The warnings can be ignored and the error for VOUT33 is correct. This pin will output 3.3V/100mA if you apply 5V to VREGIN, but since I use 3.3V from a regulator in my design, it really is to be connected to the 3V3 power net, so the error is still good.
Board bringup - look for the heartbeat
Soldering the board should be fairly easy. Most parts can be soldered by hand, but the MKL02 chip will likely require Hot air reflow. There are no special instructions. Just start with the smallest parts and solder one by one. This board has a USB Type C connector (as do all my designs from now) for the USB 2.0 connection and power. You can pick these up from LCSC, but the footprint is quite standard so connectors from many other brands will work.
As always - before applying power, make sure there’s no short circuits on your Power inputs. Measure 3V3 to GND, 5V input to GND using the continuity tester on your multimeter. If you have no shorts here, it’s likely safe to power the board since any I/O pin will survive being connected to 3V3.
The MKL02/MKL04 chip that you purchased from PJRC has the firmware required to wake up the main processor (MK20). You cannot use a MKL02Z32 from Digikey, as it will not have the required bootloader firmware.
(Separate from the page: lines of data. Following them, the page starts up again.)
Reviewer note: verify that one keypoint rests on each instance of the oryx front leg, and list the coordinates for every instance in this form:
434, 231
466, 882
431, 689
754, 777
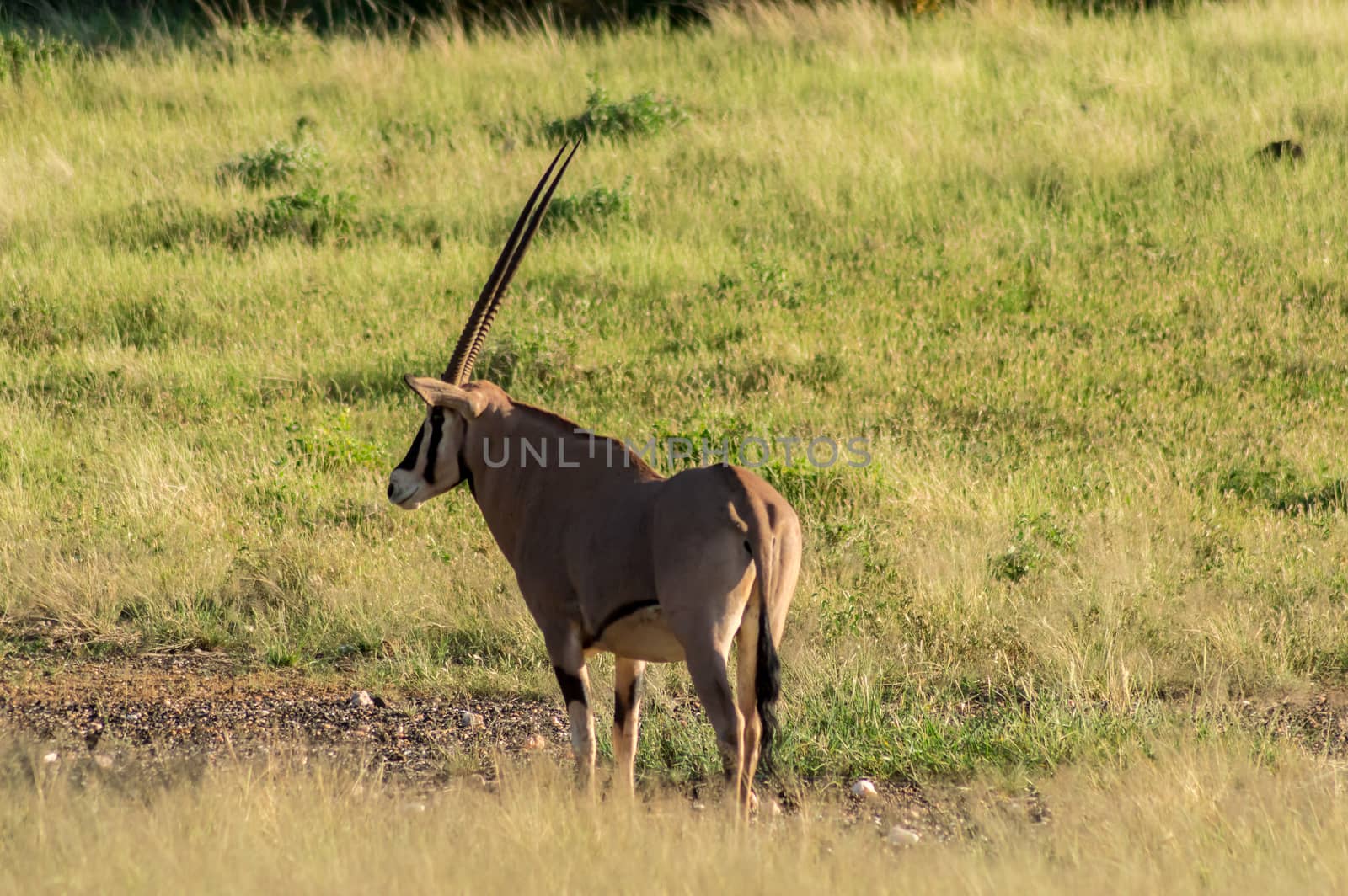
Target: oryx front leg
570, 664
627, 713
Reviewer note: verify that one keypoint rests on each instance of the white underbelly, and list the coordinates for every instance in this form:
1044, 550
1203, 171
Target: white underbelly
642, 637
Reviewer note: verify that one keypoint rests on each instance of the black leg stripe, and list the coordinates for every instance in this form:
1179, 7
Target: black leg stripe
623, 704
626, 610
573, 689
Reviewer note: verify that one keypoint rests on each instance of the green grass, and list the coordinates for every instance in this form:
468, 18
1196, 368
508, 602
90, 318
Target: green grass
1096, 347
1197, 819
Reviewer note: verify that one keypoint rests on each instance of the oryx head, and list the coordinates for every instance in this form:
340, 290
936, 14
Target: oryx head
435, 462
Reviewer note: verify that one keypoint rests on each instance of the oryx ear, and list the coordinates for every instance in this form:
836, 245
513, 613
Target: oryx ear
441, 394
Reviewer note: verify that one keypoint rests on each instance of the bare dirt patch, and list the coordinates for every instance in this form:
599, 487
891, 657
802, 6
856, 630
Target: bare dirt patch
158, 713
150, 709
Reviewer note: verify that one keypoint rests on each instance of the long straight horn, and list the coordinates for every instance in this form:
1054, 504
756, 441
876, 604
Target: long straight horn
480, 321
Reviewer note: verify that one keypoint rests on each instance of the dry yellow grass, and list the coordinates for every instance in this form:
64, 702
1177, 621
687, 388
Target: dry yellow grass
1195, 819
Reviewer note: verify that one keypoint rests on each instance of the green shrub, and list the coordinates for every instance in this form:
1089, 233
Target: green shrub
308, 215
642, 115
274, 163
590, 208
26, 56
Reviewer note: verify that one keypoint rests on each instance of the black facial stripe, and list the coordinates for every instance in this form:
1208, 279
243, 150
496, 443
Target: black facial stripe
465, 473
437, 430
573, 689
623, 704
410, 461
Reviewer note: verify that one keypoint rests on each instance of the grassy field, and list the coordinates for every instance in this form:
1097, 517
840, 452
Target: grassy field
1190, 819
1095, 344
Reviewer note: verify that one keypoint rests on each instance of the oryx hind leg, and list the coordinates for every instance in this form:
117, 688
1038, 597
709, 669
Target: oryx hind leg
570, 666
746, 669
704, 603
627, 718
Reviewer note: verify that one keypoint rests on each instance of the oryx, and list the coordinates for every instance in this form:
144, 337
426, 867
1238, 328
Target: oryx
608, 554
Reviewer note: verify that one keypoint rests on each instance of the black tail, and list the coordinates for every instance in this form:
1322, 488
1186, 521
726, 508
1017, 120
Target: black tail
768, 682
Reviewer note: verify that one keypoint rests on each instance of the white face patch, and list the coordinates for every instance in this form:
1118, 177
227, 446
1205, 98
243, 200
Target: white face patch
431, 465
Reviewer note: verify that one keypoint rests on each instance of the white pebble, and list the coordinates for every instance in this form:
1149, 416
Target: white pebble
901, 835
863, 788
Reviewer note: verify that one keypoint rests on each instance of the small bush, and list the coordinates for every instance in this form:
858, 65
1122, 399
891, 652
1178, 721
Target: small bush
590, 208
24, 56
309, 215
332, 448
642, 115
273, 165
255, 40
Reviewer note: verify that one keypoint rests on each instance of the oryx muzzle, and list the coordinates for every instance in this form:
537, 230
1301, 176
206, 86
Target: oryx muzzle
608, 554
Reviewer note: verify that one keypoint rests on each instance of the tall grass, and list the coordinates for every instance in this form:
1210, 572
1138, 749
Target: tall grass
1197, 819
1094, 340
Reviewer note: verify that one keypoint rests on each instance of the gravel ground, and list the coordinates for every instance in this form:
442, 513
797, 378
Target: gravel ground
152, 709
159, 712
To check if the bootloader chip is working as intended, you’ll need an Oscilloscope with at least 20Mhz bandwidth. First measure the VSS & VDD pins to ensure that the IC has power. Next, connect your Oscilloscope GND to the board GND and measure the RESET_B pin as explained here.
You should see a “heartbeat” signal like this if the MKL02/MKL04 chip is working as it should.
Confirm that the the main chip is working
Pressing the PROGRAM button on your board should make the RESET_B line go high and stay high (3V3). This is what will turn your blank MK20 into a Teensy. This will start the crystal on the MK20, so if you measure the crystal, it should now be resonating at 16Mhz. At this point, the device should show up on your computer as a Teensy USB device.
Visually inspect the board and check for short circuits. I missed the tiny short that can be seen on the microscope picture below. For an I/O pin, this won’t be a problem since no pins should be outputs by default and they can handle 3V3 as an input.
My first version of the board also had the USB data lines swapped. I have no idea why I didn’t double check that, as I’ll usually check all pins several times but I just couldn’t get the board to show up on my Mac. As soon as the lines were swapped, it worked right away.